NOAA deploys approximately 12,000 XBTs per year as part of its contribution to the global XBT Network, a component of the Global Ocean Observing System. XBTs are probes that measure temperature profiles to a depth of 800m. This global network consists of approximately 50 fixed transects that are repeated several times a year. Historically, the real-time transmission of this data was carried out using the Inmarsat-C satellite network, which was implemented in the early 2000s, and relies on twelve geostationary telecommunications satellites. The Inmarsat-C network is costlier and does not allow for the transmission of different data types.

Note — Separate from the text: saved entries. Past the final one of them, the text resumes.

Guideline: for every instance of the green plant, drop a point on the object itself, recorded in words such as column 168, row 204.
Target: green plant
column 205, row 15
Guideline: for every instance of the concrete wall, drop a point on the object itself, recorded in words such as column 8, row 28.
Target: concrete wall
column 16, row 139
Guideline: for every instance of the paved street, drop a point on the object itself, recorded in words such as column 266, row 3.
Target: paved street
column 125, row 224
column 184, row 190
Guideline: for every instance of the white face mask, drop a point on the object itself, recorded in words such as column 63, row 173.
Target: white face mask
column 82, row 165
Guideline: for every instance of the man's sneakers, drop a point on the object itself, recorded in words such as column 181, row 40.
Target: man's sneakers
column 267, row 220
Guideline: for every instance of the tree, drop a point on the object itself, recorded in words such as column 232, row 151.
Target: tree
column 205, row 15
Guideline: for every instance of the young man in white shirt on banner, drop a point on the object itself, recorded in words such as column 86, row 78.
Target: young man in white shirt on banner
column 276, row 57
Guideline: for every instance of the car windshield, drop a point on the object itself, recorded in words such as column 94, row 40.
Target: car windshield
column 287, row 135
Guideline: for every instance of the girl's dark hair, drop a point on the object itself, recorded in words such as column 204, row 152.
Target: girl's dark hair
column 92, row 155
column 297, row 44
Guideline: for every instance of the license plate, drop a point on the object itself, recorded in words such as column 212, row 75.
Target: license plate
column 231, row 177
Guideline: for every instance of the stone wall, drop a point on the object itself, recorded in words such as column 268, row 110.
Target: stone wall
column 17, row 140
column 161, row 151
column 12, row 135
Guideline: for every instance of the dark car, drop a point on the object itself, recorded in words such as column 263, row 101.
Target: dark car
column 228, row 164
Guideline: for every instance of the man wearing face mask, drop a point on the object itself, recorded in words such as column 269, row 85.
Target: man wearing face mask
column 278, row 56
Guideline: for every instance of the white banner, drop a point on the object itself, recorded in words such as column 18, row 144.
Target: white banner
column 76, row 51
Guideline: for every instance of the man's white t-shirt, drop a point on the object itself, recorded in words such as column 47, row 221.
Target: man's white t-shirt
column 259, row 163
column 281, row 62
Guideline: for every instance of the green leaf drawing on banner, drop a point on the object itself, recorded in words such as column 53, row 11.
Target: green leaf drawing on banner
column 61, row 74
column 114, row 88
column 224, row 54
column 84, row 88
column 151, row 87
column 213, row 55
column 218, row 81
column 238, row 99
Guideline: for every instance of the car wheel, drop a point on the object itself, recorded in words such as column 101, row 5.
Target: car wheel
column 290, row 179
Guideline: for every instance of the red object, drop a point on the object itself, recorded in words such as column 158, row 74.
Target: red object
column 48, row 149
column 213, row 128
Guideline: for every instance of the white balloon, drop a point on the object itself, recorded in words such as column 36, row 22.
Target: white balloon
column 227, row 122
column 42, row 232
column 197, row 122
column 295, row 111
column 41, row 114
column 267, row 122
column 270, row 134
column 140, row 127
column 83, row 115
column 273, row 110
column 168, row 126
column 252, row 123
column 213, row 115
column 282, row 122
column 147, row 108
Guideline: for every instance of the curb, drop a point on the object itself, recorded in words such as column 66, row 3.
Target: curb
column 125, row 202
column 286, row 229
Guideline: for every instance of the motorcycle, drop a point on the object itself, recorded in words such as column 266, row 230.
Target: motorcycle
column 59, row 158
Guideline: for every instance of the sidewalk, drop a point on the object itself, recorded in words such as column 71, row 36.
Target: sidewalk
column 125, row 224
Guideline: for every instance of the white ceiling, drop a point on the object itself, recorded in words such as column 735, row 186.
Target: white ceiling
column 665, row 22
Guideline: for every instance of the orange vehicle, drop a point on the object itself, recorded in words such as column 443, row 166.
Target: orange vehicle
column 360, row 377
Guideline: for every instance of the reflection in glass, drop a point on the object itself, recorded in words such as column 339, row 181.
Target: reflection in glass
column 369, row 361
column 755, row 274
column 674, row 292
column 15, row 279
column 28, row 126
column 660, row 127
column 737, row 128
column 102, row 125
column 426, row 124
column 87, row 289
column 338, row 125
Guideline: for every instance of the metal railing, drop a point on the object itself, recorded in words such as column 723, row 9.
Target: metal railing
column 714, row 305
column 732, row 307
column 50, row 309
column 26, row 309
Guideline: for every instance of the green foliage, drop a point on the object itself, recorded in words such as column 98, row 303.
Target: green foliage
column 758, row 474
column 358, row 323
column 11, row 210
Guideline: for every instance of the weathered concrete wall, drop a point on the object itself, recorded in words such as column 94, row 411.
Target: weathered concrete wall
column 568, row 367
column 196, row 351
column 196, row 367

Although originally developed for XBT observations, the new Iridium-based transmission system is capable of transmitting various types and amounts of data. Its applicability has been expanded to data transmissions for ThermoSalinoGraph (TSG), pCO2, and marine weather observations. Other global oceanographic observational platforms such as Argo floats and drifting buoys also use the Iridium network for data transmission, however these platforms use a protocol only suitable for smaller amounts of data. With the application of the new antenna system, which can transmit files of arbitrary size, this data can be transmitted at a lower cost and at a faster rate.
In addition to Iridium transmissions, the new system can be also be configured to transmit data over telephone landlines or computer networks, potentially decreasing many other operational costs. Future plans for the system include increasing its use along XBT transects run by other XBT partner institutions as well as its application to other types of real-time environmental data transmissions.